Instant Relationships
Instant Relationships
Relationships are important. They are important enough to rearrange your life for them, and they are marginal if we don't rearrange our lives for them.
I may be old, but the foundational principles to good relationships have not changed. Intimate or good relationships still take intentionality and exclusivity in time. By that I mean that in order for me to have a good relationship with Linda, or anyone, I need to make time for her, and she for me, where we do not share our attention with something or someone else. It is not okay for me to carry on a heart to heart conversation with Linda while reading a magazine and watching the news. I need to put the magazine down, turn the television off, and look her in the eyes while listening to her heart.
Exclusivity in the moment is part of a healthy relationship.
That is what gets me concerned.
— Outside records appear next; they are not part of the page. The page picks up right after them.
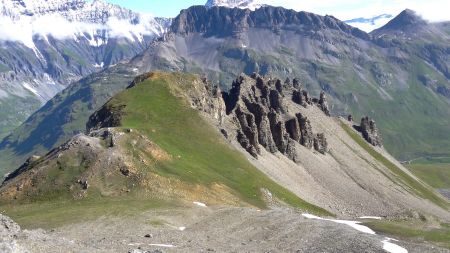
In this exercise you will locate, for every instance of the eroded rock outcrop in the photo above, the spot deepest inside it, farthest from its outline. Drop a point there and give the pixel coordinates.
(369, 130)
(260, 111)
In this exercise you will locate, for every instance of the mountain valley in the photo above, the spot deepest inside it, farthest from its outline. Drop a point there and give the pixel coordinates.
(235, 126)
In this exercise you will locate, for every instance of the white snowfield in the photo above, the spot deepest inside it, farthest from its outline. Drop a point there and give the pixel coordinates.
(77, 19)
(371, 217)
(387, 245)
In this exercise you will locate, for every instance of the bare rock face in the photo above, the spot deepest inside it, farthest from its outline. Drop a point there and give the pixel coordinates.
(323, 104)
(106, 116)
(258, 106)
(369, 131)
(320, 143)
(307, 139)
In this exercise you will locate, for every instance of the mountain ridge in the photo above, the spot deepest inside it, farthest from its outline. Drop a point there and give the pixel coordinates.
(369, 84)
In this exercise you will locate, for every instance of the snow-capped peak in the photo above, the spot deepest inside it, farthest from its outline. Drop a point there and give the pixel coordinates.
(244, 4)
(22, 20)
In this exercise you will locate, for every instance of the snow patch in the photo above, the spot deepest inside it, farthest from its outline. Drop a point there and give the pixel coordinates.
(387, 245)
(199, 204)
(162, 245)
(371, 217)
(353, 224)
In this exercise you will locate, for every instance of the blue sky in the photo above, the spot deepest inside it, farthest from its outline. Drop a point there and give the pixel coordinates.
(433, 10)
(161, 8)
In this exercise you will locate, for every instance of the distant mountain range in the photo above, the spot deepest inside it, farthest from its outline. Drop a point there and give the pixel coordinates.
(363, 23)
(46, 45)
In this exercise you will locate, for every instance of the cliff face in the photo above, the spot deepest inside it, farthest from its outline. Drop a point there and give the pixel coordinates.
(223, 22)
(259, 108)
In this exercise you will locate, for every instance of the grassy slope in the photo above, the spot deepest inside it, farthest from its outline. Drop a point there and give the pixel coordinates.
(201, 156)
(168, 120)
(415, 186)
(62, 117)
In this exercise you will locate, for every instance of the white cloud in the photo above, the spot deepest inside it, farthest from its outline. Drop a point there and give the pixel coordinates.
(432, 10)
(24, 29)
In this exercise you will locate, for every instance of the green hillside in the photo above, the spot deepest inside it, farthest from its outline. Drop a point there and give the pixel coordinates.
(157, 109)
It seems that there are many who are carrying on relationships (at least that is what they call them) with people they say they love, while only interacting with them by chance and with partial attention. It is not unusual for someone to be talking to someone on their phone, watching television or listening to the radio, while chatting or checking out what is going on in Facebook and talking to another friend who happens to be standing or sitting next to them all at the same time. They seem so focused on who is not there that those who are there are like they are not there (if that makes sense).
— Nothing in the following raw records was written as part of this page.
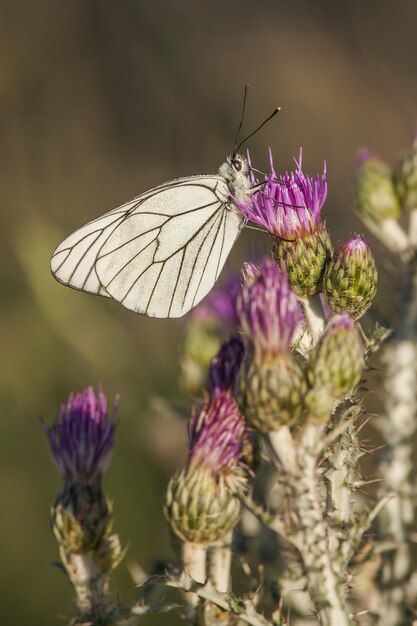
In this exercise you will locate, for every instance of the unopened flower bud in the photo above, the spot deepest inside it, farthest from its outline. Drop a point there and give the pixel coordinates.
(350, 278)
(305, 259)
(200, 503)
(80, 517)
(406, 177)
(374, 192)
(288, 207)
(271, 384)
(336, 363)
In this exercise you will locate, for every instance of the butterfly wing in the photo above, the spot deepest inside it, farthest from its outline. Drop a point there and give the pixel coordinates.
(169, 250)
(160, 253)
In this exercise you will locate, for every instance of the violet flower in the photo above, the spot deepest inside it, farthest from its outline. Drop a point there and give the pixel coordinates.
(268, 308)
(287, 205)
(218, 431)
(221, 303)
(81, 436)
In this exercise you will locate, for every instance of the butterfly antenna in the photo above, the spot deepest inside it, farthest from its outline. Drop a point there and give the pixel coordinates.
(245, 95)
(277, 110)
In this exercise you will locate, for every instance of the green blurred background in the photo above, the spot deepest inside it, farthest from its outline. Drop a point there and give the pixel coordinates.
(99, 101)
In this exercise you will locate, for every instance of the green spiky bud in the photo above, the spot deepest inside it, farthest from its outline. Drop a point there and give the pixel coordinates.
(199, 507)
(270, 391)
(406, 177)
(201, 342)
(335, 365)
(350, 278)
(375, 197)
(271, 383)
(80, 517)
(305, 259)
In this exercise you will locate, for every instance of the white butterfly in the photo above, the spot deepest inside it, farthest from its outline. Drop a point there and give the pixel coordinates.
(162, 252)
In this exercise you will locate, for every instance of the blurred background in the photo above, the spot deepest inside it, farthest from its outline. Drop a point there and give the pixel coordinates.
(100, 101)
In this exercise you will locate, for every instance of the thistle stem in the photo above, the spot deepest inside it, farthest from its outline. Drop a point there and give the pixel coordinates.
(390, 233)
(219, 563)
(315, 318)
(315, 541)
(399, 427)
(413, 228)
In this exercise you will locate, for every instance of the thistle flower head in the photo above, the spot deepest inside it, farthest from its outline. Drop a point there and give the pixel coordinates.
(350, 278)
(335, 365)
(224, 367)
(81, 436)
(268, 308)
(406, 177)
(287, 205)
(217, 434)
(373, 189)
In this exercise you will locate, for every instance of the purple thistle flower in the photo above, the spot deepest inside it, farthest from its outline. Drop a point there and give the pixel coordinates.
(217, 433)
(268, 308)
(287, 205)
(225, 366)
(81, 436)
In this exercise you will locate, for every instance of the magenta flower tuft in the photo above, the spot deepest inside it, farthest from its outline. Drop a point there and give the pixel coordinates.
(225, 366)
(217, 434)
(268, 308)
(287, 205)
(81, 436)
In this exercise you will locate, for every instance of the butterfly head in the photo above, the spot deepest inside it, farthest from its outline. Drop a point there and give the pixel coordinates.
(236, 172)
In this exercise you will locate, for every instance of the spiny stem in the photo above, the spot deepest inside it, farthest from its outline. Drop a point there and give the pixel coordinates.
(398, 427)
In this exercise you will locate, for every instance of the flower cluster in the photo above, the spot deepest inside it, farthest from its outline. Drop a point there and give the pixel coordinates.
(288, 205)
(81, 436)
(200, 504)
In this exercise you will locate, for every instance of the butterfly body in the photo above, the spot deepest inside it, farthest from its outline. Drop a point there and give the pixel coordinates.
(162, 252)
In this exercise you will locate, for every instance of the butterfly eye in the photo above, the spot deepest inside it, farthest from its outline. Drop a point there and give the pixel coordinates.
(237, 165)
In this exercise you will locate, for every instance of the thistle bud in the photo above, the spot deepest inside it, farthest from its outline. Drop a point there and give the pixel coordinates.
(203, 334)
(81, 438)
(271, 384)
(288, 206)
(335, 366)
(350, 278)
(80, 517)
(200, 504)
(406, 177)
(374, 193)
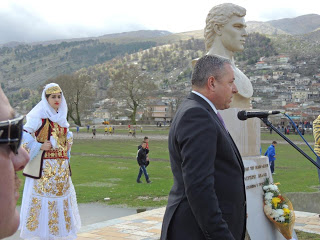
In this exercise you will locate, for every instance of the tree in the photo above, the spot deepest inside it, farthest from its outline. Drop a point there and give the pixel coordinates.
(133, 86)
(78, 92)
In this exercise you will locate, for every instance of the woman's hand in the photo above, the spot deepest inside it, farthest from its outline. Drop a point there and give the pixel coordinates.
(46, 146)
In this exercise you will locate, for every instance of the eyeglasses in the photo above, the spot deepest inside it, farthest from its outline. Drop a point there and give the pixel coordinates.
(11, 133)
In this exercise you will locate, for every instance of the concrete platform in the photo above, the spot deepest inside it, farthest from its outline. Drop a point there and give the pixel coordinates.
(147, 226)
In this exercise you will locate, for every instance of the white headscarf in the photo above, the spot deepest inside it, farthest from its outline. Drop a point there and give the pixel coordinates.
(44, 110)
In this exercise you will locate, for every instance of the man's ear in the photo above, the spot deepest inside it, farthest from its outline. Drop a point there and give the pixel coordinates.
(218, 29)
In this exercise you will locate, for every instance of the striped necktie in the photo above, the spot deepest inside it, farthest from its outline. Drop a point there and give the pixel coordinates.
(221, 120)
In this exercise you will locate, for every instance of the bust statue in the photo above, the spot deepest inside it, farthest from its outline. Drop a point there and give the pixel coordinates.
(225, 34)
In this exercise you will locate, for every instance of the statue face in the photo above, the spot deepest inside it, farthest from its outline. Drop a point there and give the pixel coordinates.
(233, 34)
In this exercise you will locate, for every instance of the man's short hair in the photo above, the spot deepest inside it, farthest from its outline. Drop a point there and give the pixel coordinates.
(220, 15)
(207, 66)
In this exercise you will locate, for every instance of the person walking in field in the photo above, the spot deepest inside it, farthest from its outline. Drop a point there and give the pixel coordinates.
(143, 162)
(271, 153)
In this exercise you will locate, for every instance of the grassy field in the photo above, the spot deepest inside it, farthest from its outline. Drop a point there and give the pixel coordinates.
(108, 168)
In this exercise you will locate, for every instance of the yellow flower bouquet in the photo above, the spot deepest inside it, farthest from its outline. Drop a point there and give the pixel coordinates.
(278, 209)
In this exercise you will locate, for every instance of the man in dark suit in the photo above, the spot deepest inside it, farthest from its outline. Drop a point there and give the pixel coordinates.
(207, 200)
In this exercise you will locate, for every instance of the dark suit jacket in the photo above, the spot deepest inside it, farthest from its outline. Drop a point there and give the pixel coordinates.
(207, 200)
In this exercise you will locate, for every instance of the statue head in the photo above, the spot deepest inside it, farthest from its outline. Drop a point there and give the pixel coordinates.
(219, 16)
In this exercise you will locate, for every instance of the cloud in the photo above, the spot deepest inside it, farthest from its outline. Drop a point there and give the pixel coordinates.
(278, 13)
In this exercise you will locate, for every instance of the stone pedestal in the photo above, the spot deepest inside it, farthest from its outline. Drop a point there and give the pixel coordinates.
(246, 134)
(258, 225)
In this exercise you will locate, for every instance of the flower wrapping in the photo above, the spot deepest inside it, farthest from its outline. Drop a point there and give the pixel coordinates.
(278, 209)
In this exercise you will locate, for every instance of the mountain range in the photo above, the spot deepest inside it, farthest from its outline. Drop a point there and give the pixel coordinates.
(30, 65)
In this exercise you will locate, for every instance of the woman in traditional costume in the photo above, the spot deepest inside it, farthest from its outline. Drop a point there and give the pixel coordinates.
(49, 209)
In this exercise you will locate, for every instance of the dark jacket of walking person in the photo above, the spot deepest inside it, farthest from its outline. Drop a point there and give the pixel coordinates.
(271, 154)
(207, 199)
(143, 162)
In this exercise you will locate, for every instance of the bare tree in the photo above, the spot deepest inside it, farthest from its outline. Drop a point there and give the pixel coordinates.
(133, 86)
(78, 92)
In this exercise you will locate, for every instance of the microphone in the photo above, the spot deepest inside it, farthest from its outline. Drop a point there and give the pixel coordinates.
(244, 115)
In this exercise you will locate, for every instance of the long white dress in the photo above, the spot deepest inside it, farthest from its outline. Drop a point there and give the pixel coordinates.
(49, 208)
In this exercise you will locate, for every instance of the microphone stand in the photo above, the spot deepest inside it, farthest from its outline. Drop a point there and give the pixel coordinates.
(269, 124)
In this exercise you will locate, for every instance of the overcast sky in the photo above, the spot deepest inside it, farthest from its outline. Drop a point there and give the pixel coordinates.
(42, 20)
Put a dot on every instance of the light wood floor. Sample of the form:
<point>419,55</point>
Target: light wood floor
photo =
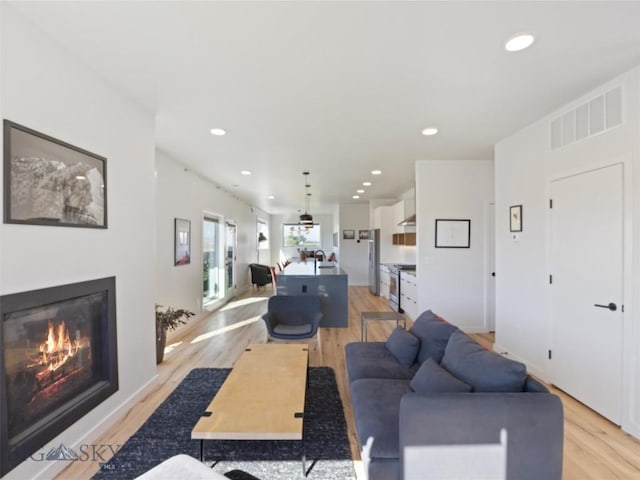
<point>595,449</point>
I think it is time to remind ourselves that healthy relationships require more than a daily Facebook line or a distracted conversation. I would appreciate it, if you are ever talking to me, that you forget you have a cell phone, that you let your answering machine pick up your land line, and that you close your laptop.
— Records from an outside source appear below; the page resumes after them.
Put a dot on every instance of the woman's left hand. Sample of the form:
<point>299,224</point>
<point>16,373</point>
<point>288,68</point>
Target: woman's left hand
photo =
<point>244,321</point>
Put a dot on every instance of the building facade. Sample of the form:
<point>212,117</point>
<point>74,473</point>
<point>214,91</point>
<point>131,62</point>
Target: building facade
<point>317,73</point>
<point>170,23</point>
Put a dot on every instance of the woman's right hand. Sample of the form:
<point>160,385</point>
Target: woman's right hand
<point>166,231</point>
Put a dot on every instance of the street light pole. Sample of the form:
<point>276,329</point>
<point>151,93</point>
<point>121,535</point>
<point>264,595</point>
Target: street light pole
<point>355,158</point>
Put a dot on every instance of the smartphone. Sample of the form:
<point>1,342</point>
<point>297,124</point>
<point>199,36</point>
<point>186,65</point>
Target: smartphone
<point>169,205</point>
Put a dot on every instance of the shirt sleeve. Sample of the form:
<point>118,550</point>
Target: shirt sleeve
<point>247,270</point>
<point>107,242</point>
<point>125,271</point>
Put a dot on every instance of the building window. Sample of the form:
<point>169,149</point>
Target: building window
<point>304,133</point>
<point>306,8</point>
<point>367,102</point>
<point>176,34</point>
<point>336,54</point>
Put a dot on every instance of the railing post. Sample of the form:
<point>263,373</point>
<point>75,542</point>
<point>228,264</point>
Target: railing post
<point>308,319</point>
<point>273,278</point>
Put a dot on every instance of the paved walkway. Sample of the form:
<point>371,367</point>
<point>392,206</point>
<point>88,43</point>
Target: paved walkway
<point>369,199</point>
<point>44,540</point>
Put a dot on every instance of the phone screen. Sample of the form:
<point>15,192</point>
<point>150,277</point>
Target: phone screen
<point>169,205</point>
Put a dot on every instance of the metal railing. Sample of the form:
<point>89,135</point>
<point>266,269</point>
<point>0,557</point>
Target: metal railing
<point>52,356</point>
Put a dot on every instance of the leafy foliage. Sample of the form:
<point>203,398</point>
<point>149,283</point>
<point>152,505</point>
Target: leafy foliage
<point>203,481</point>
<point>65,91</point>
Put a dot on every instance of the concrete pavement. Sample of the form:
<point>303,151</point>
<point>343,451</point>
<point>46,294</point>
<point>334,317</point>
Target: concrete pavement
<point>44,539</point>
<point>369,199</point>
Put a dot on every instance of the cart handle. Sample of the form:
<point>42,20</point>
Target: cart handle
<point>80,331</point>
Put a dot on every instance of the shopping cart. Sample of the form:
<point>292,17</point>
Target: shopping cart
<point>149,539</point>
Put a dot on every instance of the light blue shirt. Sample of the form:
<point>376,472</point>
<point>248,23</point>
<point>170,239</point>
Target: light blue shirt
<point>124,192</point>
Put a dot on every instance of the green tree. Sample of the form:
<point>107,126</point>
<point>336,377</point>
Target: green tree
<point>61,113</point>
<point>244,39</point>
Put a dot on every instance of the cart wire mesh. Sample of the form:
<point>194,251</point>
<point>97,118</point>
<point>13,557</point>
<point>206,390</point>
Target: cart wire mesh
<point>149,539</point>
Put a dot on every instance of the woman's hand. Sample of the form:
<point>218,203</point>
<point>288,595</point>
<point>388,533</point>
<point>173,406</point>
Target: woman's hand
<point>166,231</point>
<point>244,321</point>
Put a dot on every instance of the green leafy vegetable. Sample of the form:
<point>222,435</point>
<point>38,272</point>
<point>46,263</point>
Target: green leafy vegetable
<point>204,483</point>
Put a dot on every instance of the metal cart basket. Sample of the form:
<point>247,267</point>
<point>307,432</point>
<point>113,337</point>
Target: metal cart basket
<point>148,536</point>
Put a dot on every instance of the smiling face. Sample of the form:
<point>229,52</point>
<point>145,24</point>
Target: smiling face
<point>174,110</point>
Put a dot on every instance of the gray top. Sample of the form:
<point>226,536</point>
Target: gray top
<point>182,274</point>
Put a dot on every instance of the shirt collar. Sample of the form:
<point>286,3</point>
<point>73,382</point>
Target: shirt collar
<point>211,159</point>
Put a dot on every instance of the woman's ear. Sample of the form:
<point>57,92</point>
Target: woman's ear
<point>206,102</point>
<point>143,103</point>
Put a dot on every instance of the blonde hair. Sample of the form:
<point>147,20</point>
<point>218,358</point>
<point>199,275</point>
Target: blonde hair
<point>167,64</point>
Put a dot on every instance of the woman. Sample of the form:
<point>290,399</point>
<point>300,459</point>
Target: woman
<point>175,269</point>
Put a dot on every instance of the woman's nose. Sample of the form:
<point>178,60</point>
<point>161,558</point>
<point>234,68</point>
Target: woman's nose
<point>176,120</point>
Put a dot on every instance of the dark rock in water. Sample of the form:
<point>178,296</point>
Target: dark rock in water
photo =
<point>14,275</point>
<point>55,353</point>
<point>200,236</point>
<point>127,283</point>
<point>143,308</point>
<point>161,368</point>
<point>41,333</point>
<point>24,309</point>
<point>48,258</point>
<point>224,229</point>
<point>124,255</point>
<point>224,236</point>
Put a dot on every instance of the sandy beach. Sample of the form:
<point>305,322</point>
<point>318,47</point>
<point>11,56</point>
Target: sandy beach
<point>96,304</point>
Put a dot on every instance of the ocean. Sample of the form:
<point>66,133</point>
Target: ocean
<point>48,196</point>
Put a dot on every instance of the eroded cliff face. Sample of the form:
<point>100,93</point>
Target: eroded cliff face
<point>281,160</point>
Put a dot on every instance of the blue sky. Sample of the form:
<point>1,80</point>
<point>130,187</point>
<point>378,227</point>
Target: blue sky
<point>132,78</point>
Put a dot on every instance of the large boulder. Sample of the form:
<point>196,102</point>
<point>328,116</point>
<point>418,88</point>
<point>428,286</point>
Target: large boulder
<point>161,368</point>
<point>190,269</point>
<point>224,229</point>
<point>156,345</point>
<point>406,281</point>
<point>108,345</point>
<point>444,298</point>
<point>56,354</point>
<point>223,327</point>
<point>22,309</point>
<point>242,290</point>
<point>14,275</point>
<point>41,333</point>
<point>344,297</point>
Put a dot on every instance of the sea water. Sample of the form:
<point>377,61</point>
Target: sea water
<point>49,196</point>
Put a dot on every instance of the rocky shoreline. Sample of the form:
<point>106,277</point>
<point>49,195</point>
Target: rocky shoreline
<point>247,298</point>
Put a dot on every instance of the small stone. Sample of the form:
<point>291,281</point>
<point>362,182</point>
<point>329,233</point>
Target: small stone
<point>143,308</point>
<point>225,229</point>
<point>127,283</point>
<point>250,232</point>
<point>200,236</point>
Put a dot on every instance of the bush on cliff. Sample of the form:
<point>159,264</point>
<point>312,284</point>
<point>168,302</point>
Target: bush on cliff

I am sure that this is not a new problem and that our forefathers were concerned about the young people of their day looking at the smoke signals from distant villages, while the elders rambled on, but I do think it is different somehow. I think that in the age of communication we have the illusion of relationship without the substance of relationship. We are deceived into believing that we have all sorts of "friends" from across the world, when, in reality, we really know very few people, and few really know us. In reality, we are lonely people in search of significance and we think we are finding it by having multiple shallow acquaintances that are actually costing us the intimate friendships we long for.
It seems odd that in the age of communication we communicate so poorly.